You paid a little more than you had to, but nothing to be concerned about really. I've never had my hands on one of the kits, but I assume your UHF Pro remote says version 8.1 on the back. AFAIK, that remote is specific to the Kit and the key on the bottom of it matches something you pick in the IR sending unit (so you could have two kits in the same house for different receivers??). The Kit works for other IR receivers that don't support UHF or UHF Pro, but I don't think you can use the 8.1 directly on a DISH receiver. But again, someone that has actually touched one would be a better source.

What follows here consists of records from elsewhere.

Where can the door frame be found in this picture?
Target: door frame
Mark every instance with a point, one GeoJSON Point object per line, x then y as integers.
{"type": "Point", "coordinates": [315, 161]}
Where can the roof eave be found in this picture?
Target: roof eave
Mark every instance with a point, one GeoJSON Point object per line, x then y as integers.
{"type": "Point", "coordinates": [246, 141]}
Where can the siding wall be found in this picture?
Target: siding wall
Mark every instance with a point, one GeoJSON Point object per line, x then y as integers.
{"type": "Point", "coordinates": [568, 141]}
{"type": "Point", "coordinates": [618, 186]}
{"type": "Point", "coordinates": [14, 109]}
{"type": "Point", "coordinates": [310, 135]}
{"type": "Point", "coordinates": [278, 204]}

In previous threads ("Remote Options" was one I recall from some time back), someone posted a URL where you could buy the green key with the black 1 on it. The remote functions fine with no key inserted and you either leave the inside switch set to position #3, or keep a toothpick ready to move it back to position #1 and turn it back into at TV2 UHF Pro. The remote likely isn't really your property to modify, but you will find posts from people that solved their problem with a pocketknife. As it happens, a 6.0 UHF Pro remote has a two position switch and the keys used on a 6.0 position a 6.2 or 6.3 between the two central positions of the the 4 settings. That allows a key from a 6.0 remote to be used to put a 6.3 remote in position #3 (but the blue 2 side is up IIRC). If you put the 6.2 or 6.3 key into a 6.0, you break the switch as it tries to force the 6.0 to position #1 or #4 which don't exist in a 6.0.


----------



## rocatman (Nov 28, 2003)

This was very useful information. I found my remote from my old 811 and programmed it for TV2. My 622 is on my main floor but I have TV2 hooked up for viewing on my main floor, basement and upstairs bedroom so a second remote for it is definitely useful. 

I would like to add a comment for Calvin Carrigan about putting the 622 in a cabinet. One needs to be careful about the temperature so cooling is very important. There is somewhere in the menu system where you can check your temperatures, I believe the submenu title is "Counters" and you need to use the page up/page down buttons to scroll through this data. I think the temperature data is on the third or fourth page.


----------